Figure 6(a), (b), (c) illustrates the precision, recall, F1-score of each category respectively when using different classifier. In each figure, the last cluster represents the average result. When sorting the performance of classifiers by average precision, SVM takes the first place, RFC is better than DT, and DT is better than NB. Meanwhile, when sorting by average recall, we have the same results. Since F1-score measures the balance of precision and recall, the higher F1-score is, the better performance. Therefore, as Fig. 6(c) presents, for Chinese judgment documents classification, we have the overall performance order as: SVM > RFC > DT > NB. Drilling down to each category, the distinction of the performance of classifiers can be tracked back to the different training dataset size of each category, also known as value of support. With categories with larger amount of dataset, i.e. Pharmaceutical Industry and Chemical Industry, SVM can achieve better results than others. However, with smaller datasets, RFC can have more stable performance. Based on the experiment results, SVM achieves better performance with F1-score at 87%.

Fig. 6.
figure 6

Classification results

5 Conclusion

Approaches to automatically classify Chinese judgment documents utilizing a wide variety of machine learning algorithms are explored in this paper. Different from other documents, Chinese judgments have a certain kind of format, as a result, for different classification goal, related content extraction from original judgments is necessary for removing unrelated information. To improve the performance of classification, first, we construct a list of judicial stop words by statistically analyzing words that occur frequently across all documents as well as words with least frequencies. Second, we utilize three different dimensional reduction methods to reduce feature dimensions while keeping as much information as possible, which include minimum document frequency, PCA and Truncated SVD. Results of experiments demonstrate the effectiveness of those dimensional reduction approaches for improving the performance in Chinese judgments classification. Third, four machine learning algorithms are applied for document classification, SVM achieves better performance compared to others, with average F1-score at 87%.

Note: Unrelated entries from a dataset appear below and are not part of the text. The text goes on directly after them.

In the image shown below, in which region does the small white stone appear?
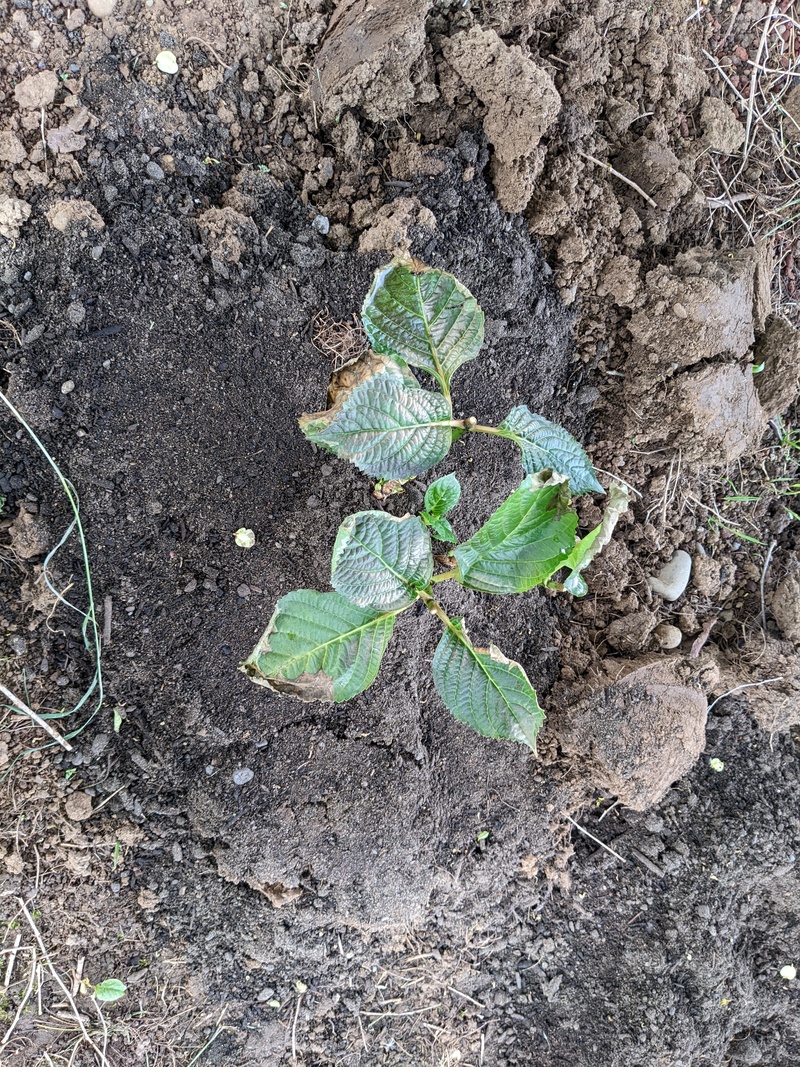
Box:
[653,622,682,649]
[155,50,179,75]
[648,550,692,602]
[61,380,75,395]
[234,527,256,549]
[87,0,116,15]
[780,964,796,981]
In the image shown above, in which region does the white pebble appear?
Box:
[61,379,75,395]
[234,527,256,549]
[653,622,682,649]
[155,50,179,75]
[648,550,692,602]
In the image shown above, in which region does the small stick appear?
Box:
[447,985,485,1009]
[40,107,48,179]
[16,898,106,1061]
[598,799,621,823]
[759,540,777,632]
[102,596,113,647]
[184,36,232,70]
[707,677,785,713]
[706,192,757,209]
[2,931,22,990]
[630,847,665,879]
[690,615,718,658]
[291,993,303,1063]
[0,946,37,1047]
[563,812,626,864]
[356,1011,368,1051]
[0,319,22,346]
[741,1,778,168]
[577,150,659,209]
[0,682,73,752]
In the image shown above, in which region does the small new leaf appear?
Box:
[300,373,452,480]
[428,516,457,543]
[242,590,397,702]
[423,473,461,520]
[361,259,484,389]
[453,472,578,594]
[93,979,127,1003]
[432,618,544,751]
[555,482,630,596]
[331,511,433,611]
[498,406,603,495]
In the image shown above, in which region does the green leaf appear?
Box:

These methods can be easily applied in other judgments classification. To realize a more openness, justice and functional judicial system, more classification tasks in other kinds of judgments and deeper analysis on judgments should be carried out. As a judgment could belong to multiple classes, for achieving better performance, multi-labeled text classification methods need to be explored. Besides, a more functional search engine based on automatic classification for Chinese judgment documents should be studied and developed.